A member asked three common Educational Credential Assessment (ECA) questions: whether original certificates need to be sent, whether correspondence/distance-mode degrees are eligible, and which body to use (WES or IQAS).
What the thread clarified:- Original certificates generally aren't required unless the assessment body specifically asks for them. Transcripts, on the other hand, are typically sent directly from the university to the assessment body, not couriered by the applicant.
- Correspondence/distance-learning degrees can be evaluated, but the equivalency may come out lower than a comparable full-time degree. One member's experience with WES was that a distance-mode Master's was evaluated as equivalent to only a 4-year bachelor's, rather than being credited at the full Master's level — worth factoring into your CRS score expectations before you apply.

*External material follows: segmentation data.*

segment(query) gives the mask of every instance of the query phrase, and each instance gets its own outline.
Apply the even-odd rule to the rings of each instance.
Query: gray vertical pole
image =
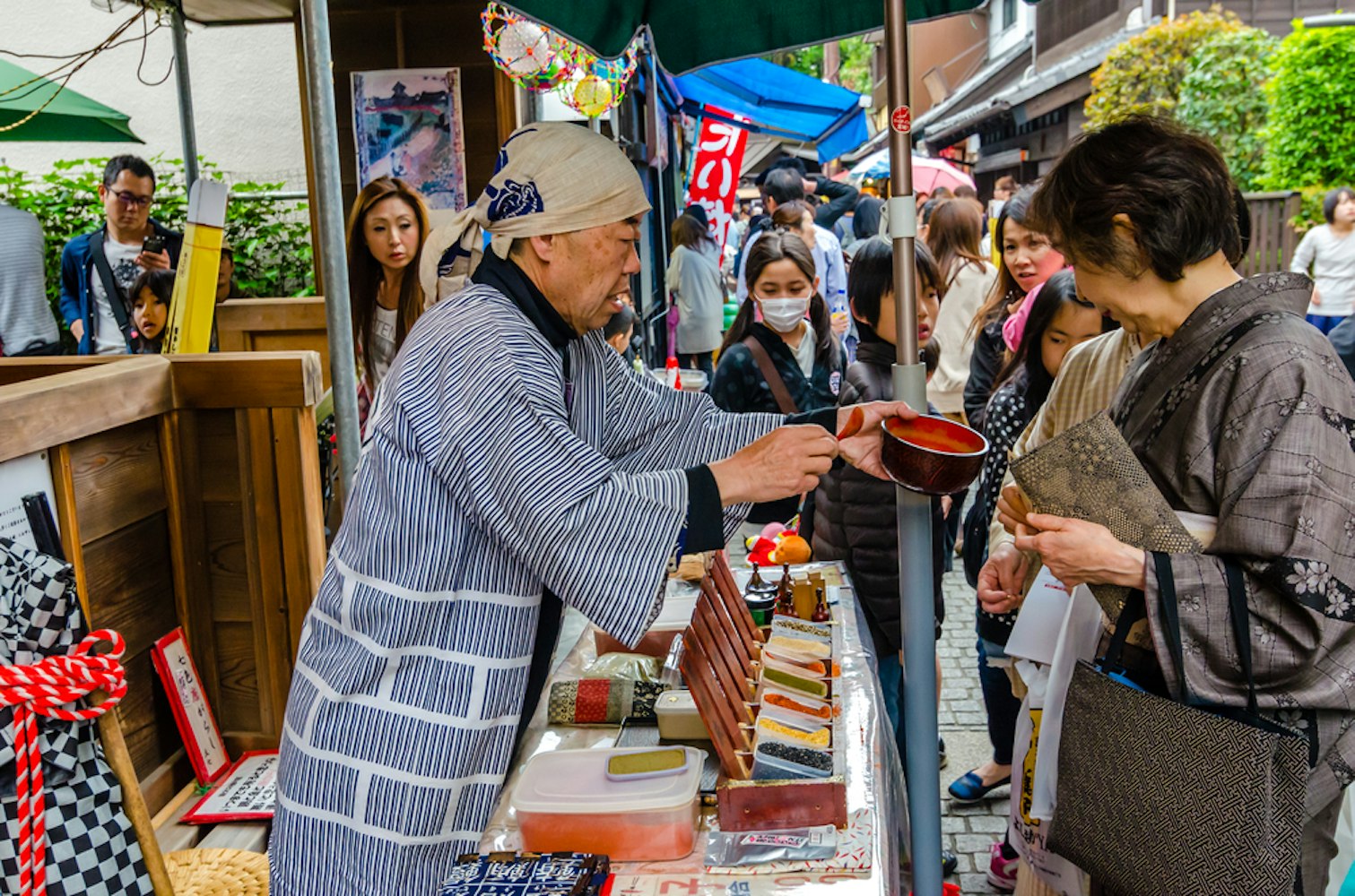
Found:
[[[348,263],[344,248],[343,189],[339,184],[339,122],[335,112],[333,60],[329,51],[328,0],[301,0],[301,43],[306,54],[306,108],[310,148],[316,154],[320,261],[325,279],[325,326],[329,330],[329,382],[339,436],[339,474],[347,502],[358,467],[358,363],[348,311]]]
[[[198,127],[192,118],[192,87],[188,84],[188,30],[184,27],[183,5],[173,11],[173,72],[179,88],[179,130],[183,134],[184,191],[198,183]]]
[[[898,357],[894,398],[927,407],[927,372],[917,356],[917,286],[913,240],[913,162],[908,97],[908,16],[904,0],[885,3],[889,72],[889,236],[894,242]],[[897,122],[896,122],[897,116]],[[894,126],[897,125],[897,126]],[[931,499],[896,487],[898,590],[904,627],[904,712],[908,746],[908,819],[916,896],[942,896],[940,769],[936,755],[936,642],[932,606]]]

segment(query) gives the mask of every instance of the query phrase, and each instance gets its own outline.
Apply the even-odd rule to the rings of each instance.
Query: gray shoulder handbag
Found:
[[[1144,594],[1133,591],[1104,659],[1073,670],[1049,849],[1085,869],[1107,896],[1293,893],[1308,742],[1256,712],[1241,568],[1226,563],[1245,711],[1191,694],[1171,562],[1165,554],[1154,559],[1163,632],[1183,670],[1182,701],[1117,674],[1125,635],[1144,614]]]

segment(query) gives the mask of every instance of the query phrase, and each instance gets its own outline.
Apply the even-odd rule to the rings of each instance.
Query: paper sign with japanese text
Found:
[[[737,118],[713,106],[705,108],[713,115]],[[706,210],[710,236],[714,237],[721,253],[724,253],[725,241],[729,238],[729,225],[734,221],[738,172],[744,165],[744,148],[747,145],[748,131],[744,129],[714,118],[702,119],[687,196],[691,204],[702,206]]]
[[[221,784],[211,788],[184,813],[188,824],[271,819],[278,801],[278,751],[255,750],[230,766]]]

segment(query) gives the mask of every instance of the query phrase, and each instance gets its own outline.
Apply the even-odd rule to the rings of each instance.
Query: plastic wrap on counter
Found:
[[[837,828],[832,824],[789,831],[710,831],[706,865],[737,868],[766,862],[810,862],[837,853]]]

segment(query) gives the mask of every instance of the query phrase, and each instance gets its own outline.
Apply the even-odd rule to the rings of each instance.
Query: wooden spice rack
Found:
[[[682,673],[724,771],[715,792],[720,827],[846,827],[847,793],[840,767],[822,780],[752,780],[763,644],[729,562],[717,554],[702,579],[691,625],[683,632]],[[835,763],[840,763],[836,755]]]

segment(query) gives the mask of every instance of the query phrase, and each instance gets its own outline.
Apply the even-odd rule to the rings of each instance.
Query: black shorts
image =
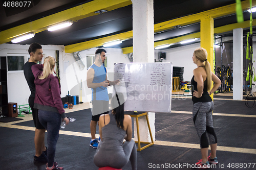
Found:
[[[109,101],[93,100],[92,104],[92,120],[98,122],[101,114],[109,113]]]
[[[32,112],[33,120],[35,127],[37,129],[45,129],[45,127],[41,124],[38,119],[38,109],[34,109],[35,104],[35,97],[29,96],[29,104]]]

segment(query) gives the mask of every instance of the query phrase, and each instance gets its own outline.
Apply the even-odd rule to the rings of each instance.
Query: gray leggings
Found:
[[[214,132],[212,122],[212,111],[214,105],[212,101],[198,102],[194,104],[193,120],[200,139],[201,148],[209,147],[207,135],[210,144],[217,143],[217,137]]]
[[[94,163],[99,167],[110,166],[121,169],[131,161],[133,170],[137,169],[137,149],[133,139],[126,141],[123,144],[123,151],[100,149],[101,140],[94,155]]]
[[[51,167],[53,166],[56,144],[59,138],[61,117],[59,113],[39,110],[38,118],[41,124],[47,131],[48,165],[48,167]]]

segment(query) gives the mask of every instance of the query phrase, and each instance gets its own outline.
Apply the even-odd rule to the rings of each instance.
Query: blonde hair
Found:
[[[44,60],[44,69],[42,74],[38,76],[41,80],[46,79],[53,70],[53,67],[55,65],[55,60],[52,56],[48,56]]]
[[[196,57],[202,62],[205,62],[204,68],[206,71],[207,77],[207,90],[210,90],[211,87],[211,71],[210,70],[210,65],[207,60],[207,52],[204,48],[199,48],[196,49],[194,52]]]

- WES was described as broadly reliable and accepted for most universities, unless your specific institution is blacklisted or found to have issued fraudulent credentials. Members were less certain about IQAS's track record with distance-learning credentials specifically, and didn't have a strong recommendation either way.
The practical takeaway: for correspondence-mode degrees, budget for the possibility that WES (or IQAS) may assess your Master's as equivalent to a lower-level credential — get your ECA done early so you know your real CRS-eligible education level before finalizing your Express Entry profile.